Les applications potentielles de ces résultats vont au-delà de la recherche de vie extraterrestre. M. Schultz ajoute : « L’étude fournit une preuve de concept pour la biofabrication spatiale : l’utilisation de systèmes microbiens pour produire des pigments, des enzymes ou d’autres composés dans des conditions extraterrestres. Par exemple, la mélanine fongique pourrait être étudiée pour ses propriétés de protection contre les rayonnements. »
Sur Terre, les applications abondent dans le domaine de la bioremédiation, contribuant à détoxifier les environnements pollués, en particulier dans les régions arides et semi-arides où l’accumulation de perchlorate est une préoccupation croissante. Des champignons comme R. similis pourraient être utilisés dans des innovations biotechnologiques, notamment le développement d’enzymes pour des processus industriels qui nécessitent une tolérance élevée à la salinité ou au stress oxydatif, comme le traitement des eaux usées.

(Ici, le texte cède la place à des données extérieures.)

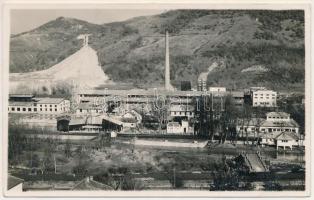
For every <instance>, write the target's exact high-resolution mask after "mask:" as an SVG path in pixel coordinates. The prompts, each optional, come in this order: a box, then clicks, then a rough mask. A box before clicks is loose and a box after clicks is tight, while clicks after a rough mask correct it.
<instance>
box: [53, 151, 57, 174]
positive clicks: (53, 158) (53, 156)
mask: <svg viewBox="0 0 314 200" xmlns="http://www.w3.org/2000/svg"><path fill="white" fill-rule="evenodd" d="M53 160H54V165H55V174H57V161H56V155H55V154H54V155H53Z"/></svg>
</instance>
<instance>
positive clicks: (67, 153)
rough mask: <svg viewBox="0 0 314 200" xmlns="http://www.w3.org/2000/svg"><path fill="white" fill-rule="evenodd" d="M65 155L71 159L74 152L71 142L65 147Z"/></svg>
mask: <svg viewBox="0 0 314 200" xmlns="http://www.w3.org/2000/svg"><path fill="white" fill-rule="evenodd" d="M64 154H65V156H66V157H67V158H69V157H71V155H72V151H71V144H70V141H69V140H66V142H65V146H64Z"/></svg>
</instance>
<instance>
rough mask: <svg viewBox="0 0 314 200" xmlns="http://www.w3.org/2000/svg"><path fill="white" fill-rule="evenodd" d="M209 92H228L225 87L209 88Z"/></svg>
mask: <svg viewBox="0 0 314 200" xmlns="http://www.w3.org/2000/svg"><path fill="white" fill-rule="evenodd" d="M208 90H209V92H226V91H227V89H226V88H225V87H209V88H208Z"/></svg>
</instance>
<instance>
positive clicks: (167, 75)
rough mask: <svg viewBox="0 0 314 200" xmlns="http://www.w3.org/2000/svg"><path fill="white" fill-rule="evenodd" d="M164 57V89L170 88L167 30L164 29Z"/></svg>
mask: <svg viewBox="0 0 314 200" xmlns="http://www.w3.org/2000/svg"><path fill="white" fill-rule="evenodd" d="M165 43H166V47H165V48H166V55H165V56H166V58H165V88H166V90H170V66H169V65H170V64H169V63H170V62H169V38H168V31H166V38H165Z"/></svg>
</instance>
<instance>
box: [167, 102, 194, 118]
mask: <svg viewBox="0 0 314 200" xmlns="http://www.w3.org/2000/svg"><path fill="white" fill-rule="evenodd" d="M194 111H195V106H193V105H187V104H184V103H182V104H180V105H175V104H172V105H170V108H169V110H168V112H169V116H170V117H188V118H191V117H194Z"/></svg>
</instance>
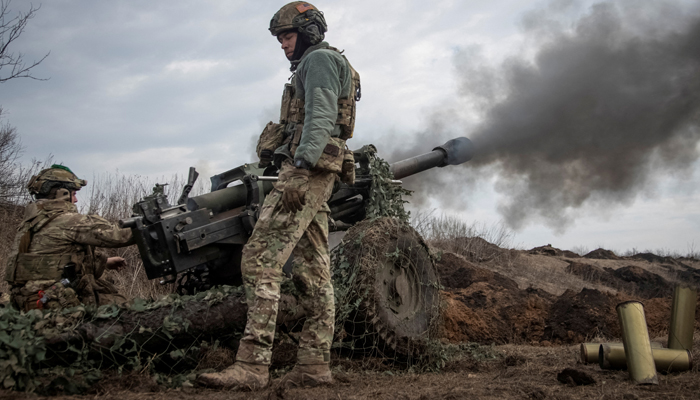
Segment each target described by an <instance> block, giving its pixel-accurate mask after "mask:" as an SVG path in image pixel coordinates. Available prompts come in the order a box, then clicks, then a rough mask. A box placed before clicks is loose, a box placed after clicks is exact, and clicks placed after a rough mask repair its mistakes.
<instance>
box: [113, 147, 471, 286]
mask: <svg viewBox="0 0 700 400" xmlns="http://www.w3.org/2000/svg"><path fill="white" fill-rule="evenodd" d="M374 152H376V148H374V146H372V145H367V146H364V147H362V148H361V149H359V150H357V151H354V157H355V162H356V179H355V183H354V184H352V185H348V184H345V183H336V185H335V187H334V191H333V194H332V196H331V198H330V199H329V200H328V205H329V207H330V209H331V213H330V218H331V224H330V229H331V231H333V230H346V229H347V228H349V227H350V226H352V225H353V224H355V223H357V222H359V221H361V220H362V219H364V218H365V215H366V212H365V211H366V208H365V207H366V204H367V202H368V200H369V197H370V190H371V186H372V178H371V173H370V172H371V171H370V168H371V162H370V157H371V154H373V153H374ZM472 155H473V146H472V143H471V141H470V140H469V139H467V138H463V137H462V138H456V139H452V140H450V141H448V142H447V143H445V144H444V145H442V146H438V147H436V148H434V149H433V151H431V152H430V153H426V154H423V155H419V156H416V157H413V158H410V159H406V160H403V161H399V162H396V163H394V164H392V165H391V171H392V173H393V175H394V178H395V179H401V178H404V177H407V176H410V175H414V174H416V173H419V172H421V171H425V170H427V169H430V168H434V167H444V166H446V165H457V164H461V163H464V162H466V161H468V160H470V159H471V157H472ZM276 175H277V169H276V167H274V166H269V167H267V168H260V167H258V164H257V163H254V164H244V165H242V166H240V167H237V168H234V169H231V170H229V171H226V172H224V173H222V174H219V175H215V176H212V177H211V184H212V186H211V192H210V193H207V194H203V195H200V196H195V197H188V193H189V191H190V189H191V188H192V185H193V184H194V180H195V179H196V178H197V173H196V171H194V168H191V169H190V173H189V179H188V182H187V184H186V185H185V188H184V189H183V193H182V196H181V197H180V200H179V201H178V204H176V205H171V204H170V203H169V202H168V199H167V197H166V196H165V194H164V193H163V190H162V187H157V188H156V189H157V190H156V189H154V193H153V194H152V195H149V196H146V197H145V198H144V199H142V200H141V201H139V202H138V203H137V204H135V205H134V207H133V216H132V217H131V218H129V219H125V220H121V221H119V224H120V226H121V227H124V228H131V230H132V232H133V234H134V236H135V238H136V243H137V246H138V249H139V252H140V254H141V258H142V260H143V264H144V268H145V270H146V274H147V276H148V278H149V279H156V278H165V279H163V281H162V282H163V283H165V282H168V283H171V282H175V280H176V279H177V276H178V275H180V279H179V281H178V291H179V292H180V293H190V294H191V293H194V292H196V291H201V290H207V289H209V288H210V287H212V286H214V285H223V284H227V285H238V284H240V283H241V272H240V265H241V252H242V250H243V246H244V245H245V244H246V242H247V241H248V238H249V237H250V235H251V233H252V231H253V228H254V227H255V223H256V221H257V218H258V215H259V211H260V206H261V205H262V203H263V202H264V198H265V195H266V194H268V193H269V192H270V191H271V190H272V189H273V185H272V182H273V181H275V180H276V179H277V176H276ZM396 183H400V182H399V181H396Z"/></svg>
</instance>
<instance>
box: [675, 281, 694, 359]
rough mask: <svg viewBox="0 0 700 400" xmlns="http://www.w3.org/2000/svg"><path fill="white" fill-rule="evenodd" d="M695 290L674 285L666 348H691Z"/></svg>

« Cette recherche revêt également une importance stratégique pour l’Arabie saoudite et le Moyen-Orient en général, une région caractérisée par des environnements extrêmes qui peuvent servir d’analogues terrestres à Mars », conclut M. Rosado. « L’Arabie saoudite est particulièrement bien placée pour mener des recherches astrobiologiques fondées sur la biodiversité locale. La compréhension des extrêmophiles tels que R. similis nous aide à repousser les limites conceptuelles de l’habitabilité. »
dos Santos, A. Schultz, J., Souza, F.O., Ribeiro, L.R., Braga, T.V., Pilau, E.J., Rodrigues-Filho, E., & Rosado, A.S. Survival strategies of Rhinocladiella similis in perchlorate-rich Mars like environments. npj Microgravity 11:18 (2025). DOI : s41526-025-00475-y.